Een paar maanden nadat hij thuiskwam, gingen we naar het park om te lunchen. Een man kwam naar mijn man toe en begroette hem met “hey man , hoe gaat het? Goed je te zien… .. ”Mijn man keek hem alleen maar verward aan. Toen zei de man zijn naam en mijn man herinnerde zich hem. Hij was een van de gevangenen die getuige was van wat er met mijn man gebeurde. Hij ging zitten met ons en vertelde ons het hele verhaal van wat er is gebeurd. Dat is de enige reden waarom ik het met jullie kan delen. Als we die man niet waren tegengekomen, zouden we toch denken dat hij uitgleed in de sneeuw. Dus dat is wat er gebeurt als je in de gevangenis wordt geslagen. Lijkt het nauwelijks waard, hè?
De foto hieronder toont mijn man en ik voordat dit gebeurde. Hij ziet er nu uit als een ander persoon.
Antwoord
Niet veel. Rond augustus 1988 werd ik in de veroordeelde vleugel geslagen voor Jonge overtreders in HMP Strangeways.
Het gebeurde zo … Mijn broer had me een schaakspel gestuurd. Het was een goedkoop stuk kartonnen stront met plastic stukjes. Ik leende het aan een jongen die Jason heette, wiens oudere broer was een beruchte gewapende overvaller die net was veroordeeld tot vijftien jaar.
Zoals ik al eerder zei, het was augustus en het was bloedheet, en de gemoederen in de gevangenis tijdens de zomermaanden.

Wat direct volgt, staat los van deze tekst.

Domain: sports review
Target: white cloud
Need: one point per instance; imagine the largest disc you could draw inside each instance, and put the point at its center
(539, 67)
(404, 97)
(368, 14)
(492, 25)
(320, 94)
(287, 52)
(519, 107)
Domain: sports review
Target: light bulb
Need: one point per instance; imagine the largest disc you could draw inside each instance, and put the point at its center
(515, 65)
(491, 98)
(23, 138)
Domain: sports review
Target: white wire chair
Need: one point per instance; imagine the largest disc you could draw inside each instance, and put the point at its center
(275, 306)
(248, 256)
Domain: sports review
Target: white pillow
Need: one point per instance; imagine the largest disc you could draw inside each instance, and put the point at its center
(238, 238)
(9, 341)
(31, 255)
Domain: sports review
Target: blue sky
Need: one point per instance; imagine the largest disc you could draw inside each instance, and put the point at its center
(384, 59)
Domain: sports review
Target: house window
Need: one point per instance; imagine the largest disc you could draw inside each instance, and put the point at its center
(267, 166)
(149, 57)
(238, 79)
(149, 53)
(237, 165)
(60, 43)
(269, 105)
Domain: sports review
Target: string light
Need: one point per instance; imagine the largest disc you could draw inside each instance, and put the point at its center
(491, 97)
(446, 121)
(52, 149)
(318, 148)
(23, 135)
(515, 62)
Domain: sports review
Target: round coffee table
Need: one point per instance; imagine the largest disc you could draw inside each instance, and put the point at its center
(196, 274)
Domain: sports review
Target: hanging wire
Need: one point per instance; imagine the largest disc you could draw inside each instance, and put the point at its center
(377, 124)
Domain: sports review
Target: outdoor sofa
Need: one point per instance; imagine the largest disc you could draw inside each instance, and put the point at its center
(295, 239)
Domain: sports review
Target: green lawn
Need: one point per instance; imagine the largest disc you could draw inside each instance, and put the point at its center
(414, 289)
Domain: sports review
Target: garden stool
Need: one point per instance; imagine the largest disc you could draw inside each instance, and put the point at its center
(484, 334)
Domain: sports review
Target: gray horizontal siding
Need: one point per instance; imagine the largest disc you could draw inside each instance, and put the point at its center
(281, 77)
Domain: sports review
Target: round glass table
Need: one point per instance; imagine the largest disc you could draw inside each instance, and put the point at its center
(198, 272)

Toen onze cellen werden geopend zodat we allemaal konden gaan eten, eiste ik dat Jason me het schaakspel terug zou geven. Hij vertelt me dat het gestolen was. We maakten ruzie en kwamen overeen om in de pauze te vechten. Inmiddels zitten we aan de achterkant van de lange rij gevangenen die richting de Servery op de begane grond gaan. Ik stap de uitsparing in in afwachting van een eerlijk gevecht. Ik draai me om en Jason geeft me een kopstoot op mijn neus en breekt hem. houd hem vast en hij zwaait weg met haken aan mijn hoofd. Ik heb al maanden niet geoefend en ben ongeschikt. Als gevolg hiervan stroomt dik bloed, als glans van een blik verf, uit mijn neus. We strompelen de pauze uit en de mensen van de Servery, zowel gevangenen als een paar agenten, kijken verbaasd toe. Dan beginnen ze allemaal te huilen van gelach en gejoel.
Jason en ik worden in het strafblok gezet. Alles wat ze doen voor mijn neus – waar een klein stukje bot door het bovenste gedeelte steekt, is er een pleister op doen. Geen pijnstillers, niets.
De volgende dag krijgen we allebei vijf dagen in het strafblok en krijgen we een boete van een weekloon. Circa 1988 was dat ongeveer twee pond vijfentwintig.